Per il momento, sotto il coordinamento del procuratore aggiunto Tiziana Siciliana e del pm Maura Ripamonti, sono stati sentiti una trentina di riders, quasi tutti stranieri, dei quali circa il dieci per cento è stato scoperto essere clandestino. "Le norme sulla sicurezza del lavoro - spiegano in Procura - devono essere rispettate anche nei confronti di lavoratori che non sono subordinati".
Al vaglio degli inquirenti, c'è anche l'ipotesi del cosiddetto caporalato telematico, cioè la cessione degli strumenti di lavoro, in particolare gli smartphone con le app per le consegne, a immigrati clandestini. “È una indagine doverosa, sotto il profilo della prevenzione e a tutela dei lavoratori - hanno spiegato pm e aggiunto -. Ci consente di esplorare questo fenomeno, di cui finora erano stati presi in considerazione solo i profili giuslavoristici e, quindi, contrattuali, che è ampio ed è in espansione ma senza controlli”.
A scoperchiare questo fenomeno è stata un’inchiesta del Corriere della sera di qualche giorno fa. Un giornalista, senza essersi mai registrato al portale e servendosi del terminale di un altro e vero rider (che si era registrato in precedenza), è riuscito a fingersi rider per un giorno.
"Posso cedere la mia applicazione a un'altra persone per fare le consegne?", chiede il cronista alla selezione per diventare rider. "Assolutamente no. Non è legale: è caporalato. Glovo non consente di prestare l’applicazione a nessuno. Quindi, se per caso, io ordino e vedo qualcuno di voi che arriva e non corrisponde al rider della foto, non vi denunciamo – perché evitiamo denunce –, ma vi chiudiamo l'account", rispondono.
In verità è esattamente questo il sistema che moltissimi ragazzi utilizzano per lavorare.

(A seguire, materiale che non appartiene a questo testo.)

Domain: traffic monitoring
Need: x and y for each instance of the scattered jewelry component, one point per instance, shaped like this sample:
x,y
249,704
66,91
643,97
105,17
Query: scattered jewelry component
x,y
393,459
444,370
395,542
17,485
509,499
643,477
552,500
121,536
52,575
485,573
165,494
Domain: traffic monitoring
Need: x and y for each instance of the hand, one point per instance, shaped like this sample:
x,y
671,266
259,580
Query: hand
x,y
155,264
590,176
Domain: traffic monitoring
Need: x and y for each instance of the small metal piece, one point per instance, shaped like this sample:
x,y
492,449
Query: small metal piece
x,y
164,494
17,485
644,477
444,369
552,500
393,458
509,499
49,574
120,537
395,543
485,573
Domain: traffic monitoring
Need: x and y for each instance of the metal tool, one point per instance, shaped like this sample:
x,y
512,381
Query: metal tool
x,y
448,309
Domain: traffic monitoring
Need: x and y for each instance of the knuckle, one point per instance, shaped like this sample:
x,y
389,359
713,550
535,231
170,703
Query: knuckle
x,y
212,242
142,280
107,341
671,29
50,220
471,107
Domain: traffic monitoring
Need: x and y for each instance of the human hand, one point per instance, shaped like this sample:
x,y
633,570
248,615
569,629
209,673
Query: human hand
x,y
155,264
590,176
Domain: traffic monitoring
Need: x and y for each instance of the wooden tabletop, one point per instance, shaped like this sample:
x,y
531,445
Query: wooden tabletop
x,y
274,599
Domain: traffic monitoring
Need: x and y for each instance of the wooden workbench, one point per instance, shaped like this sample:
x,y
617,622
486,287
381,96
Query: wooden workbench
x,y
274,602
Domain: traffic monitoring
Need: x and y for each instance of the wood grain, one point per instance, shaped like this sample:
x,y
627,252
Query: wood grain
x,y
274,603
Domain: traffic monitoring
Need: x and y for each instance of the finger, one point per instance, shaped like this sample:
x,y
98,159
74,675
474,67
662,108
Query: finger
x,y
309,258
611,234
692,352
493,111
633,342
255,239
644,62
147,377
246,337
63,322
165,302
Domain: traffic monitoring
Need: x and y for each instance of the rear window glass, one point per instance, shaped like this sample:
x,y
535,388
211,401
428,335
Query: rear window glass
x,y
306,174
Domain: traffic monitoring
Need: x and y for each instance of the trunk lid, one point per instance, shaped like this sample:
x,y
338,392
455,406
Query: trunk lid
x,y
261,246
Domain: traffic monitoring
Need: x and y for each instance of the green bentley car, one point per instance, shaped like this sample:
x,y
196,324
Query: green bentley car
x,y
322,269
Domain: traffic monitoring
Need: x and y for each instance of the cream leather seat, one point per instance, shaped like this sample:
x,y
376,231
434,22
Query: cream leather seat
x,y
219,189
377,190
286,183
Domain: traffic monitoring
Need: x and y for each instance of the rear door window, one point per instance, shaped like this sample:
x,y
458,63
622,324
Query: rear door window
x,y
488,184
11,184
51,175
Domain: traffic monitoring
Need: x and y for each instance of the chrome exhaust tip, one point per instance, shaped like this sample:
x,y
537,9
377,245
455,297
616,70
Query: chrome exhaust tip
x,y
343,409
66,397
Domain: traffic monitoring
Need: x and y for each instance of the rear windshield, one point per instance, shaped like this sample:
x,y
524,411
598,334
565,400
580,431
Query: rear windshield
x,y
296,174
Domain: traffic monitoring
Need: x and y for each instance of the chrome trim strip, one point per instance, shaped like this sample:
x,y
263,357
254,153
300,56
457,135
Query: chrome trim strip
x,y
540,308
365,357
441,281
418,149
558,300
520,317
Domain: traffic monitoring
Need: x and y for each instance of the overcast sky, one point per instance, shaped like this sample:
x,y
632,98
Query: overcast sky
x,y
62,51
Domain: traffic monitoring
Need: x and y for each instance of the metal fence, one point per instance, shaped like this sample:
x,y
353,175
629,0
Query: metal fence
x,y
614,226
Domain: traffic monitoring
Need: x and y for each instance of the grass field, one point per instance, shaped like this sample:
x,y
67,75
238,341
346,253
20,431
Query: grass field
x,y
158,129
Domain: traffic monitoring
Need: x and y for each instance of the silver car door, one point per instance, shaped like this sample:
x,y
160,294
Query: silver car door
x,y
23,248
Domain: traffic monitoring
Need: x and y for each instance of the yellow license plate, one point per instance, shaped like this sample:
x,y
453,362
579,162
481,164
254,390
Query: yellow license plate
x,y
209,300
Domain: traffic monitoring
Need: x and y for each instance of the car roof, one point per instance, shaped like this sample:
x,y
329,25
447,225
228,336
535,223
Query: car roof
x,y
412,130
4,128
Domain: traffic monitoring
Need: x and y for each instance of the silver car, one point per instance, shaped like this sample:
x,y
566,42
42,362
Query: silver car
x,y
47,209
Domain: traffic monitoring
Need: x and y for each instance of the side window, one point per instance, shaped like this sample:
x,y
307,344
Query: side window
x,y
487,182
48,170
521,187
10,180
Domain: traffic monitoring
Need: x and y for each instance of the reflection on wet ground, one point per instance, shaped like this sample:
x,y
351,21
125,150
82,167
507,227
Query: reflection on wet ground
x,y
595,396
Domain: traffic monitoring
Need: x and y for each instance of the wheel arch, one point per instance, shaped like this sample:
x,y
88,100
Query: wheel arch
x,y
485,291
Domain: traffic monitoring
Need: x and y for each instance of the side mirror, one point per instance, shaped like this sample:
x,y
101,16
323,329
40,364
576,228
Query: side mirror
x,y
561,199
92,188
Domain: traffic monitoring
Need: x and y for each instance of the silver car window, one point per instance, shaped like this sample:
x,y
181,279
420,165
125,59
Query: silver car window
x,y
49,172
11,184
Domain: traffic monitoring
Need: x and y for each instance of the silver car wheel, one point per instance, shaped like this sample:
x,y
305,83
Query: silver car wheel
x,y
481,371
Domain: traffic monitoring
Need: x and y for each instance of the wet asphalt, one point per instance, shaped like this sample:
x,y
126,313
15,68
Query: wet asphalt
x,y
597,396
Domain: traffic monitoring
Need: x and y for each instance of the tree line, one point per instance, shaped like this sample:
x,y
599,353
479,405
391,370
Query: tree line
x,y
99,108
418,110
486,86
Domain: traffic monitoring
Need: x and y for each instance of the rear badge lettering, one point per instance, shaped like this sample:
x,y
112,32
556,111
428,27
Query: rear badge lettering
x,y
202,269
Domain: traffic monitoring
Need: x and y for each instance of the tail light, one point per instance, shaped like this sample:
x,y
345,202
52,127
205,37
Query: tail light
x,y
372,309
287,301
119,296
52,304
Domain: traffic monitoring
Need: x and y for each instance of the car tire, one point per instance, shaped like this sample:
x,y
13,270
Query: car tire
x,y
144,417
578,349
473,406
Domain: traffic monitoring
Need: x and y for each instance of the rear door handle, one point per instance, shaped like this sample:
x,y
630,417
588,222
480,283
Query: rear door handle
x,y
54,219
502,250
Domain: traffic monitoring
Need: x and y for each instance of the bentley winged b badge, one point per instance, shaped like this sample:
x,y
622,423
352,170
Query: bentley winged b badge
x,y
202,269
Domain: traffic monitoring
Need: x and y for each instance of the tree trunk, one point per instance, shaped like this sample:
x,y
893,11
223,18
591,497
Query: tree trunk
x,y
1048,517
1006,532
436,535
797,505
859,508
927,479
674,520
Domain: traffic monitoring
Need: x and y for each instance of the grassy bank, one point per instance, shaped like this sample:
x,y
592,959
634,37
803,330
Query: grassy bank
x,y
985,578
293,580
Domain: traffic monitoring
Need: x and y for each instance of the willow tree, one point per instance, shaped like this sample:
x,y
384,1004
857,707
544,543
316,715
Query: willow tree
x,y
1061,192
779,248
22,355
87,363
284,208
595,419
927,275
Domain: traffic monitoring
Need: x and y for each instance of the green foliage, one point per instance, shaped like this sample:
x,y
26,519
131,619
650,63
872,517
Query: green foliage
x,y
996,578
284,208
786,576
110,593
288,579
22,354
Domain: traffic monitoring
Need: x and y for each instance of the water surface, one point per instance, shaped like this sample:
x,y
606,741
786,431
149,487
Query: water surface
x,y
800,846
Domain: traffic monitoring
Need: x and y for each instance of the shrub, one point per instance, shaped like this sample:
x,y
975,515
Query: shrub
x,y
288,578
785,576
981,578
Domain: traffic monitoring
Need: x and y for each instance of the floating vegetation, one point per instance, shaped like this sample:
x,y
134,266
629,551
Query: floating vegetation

E nella maggioranza dei casi si tratta di giovani immigrati irregolari, privi di regolari documenti. Il sistema è semplice: chi non ha i documenti, si mette d'accordo con un rider in regola e gli paga la "licenza". Come testimonia un migrante: "Io ho il permesso di soggiorno per soli 6 mesi, ma la società chiede quello dai 2 ai 5 anni. E allora un mio amico, che ora lavora in un ristorante, mi ha lasciato l’account. Io non gli pago niente, perché è mio amico, ma le altre persone che fanno così pagano".
AssoDelivery, l'associazione delle imprese del food
delivery, in una nota ha fatto sapere che “il caporalato è un fenomeno di illegalità che le piattaforme intendono contrastare in ogni modo” e nei cui confronti è stata adottata “una politica di tolleranza zero”.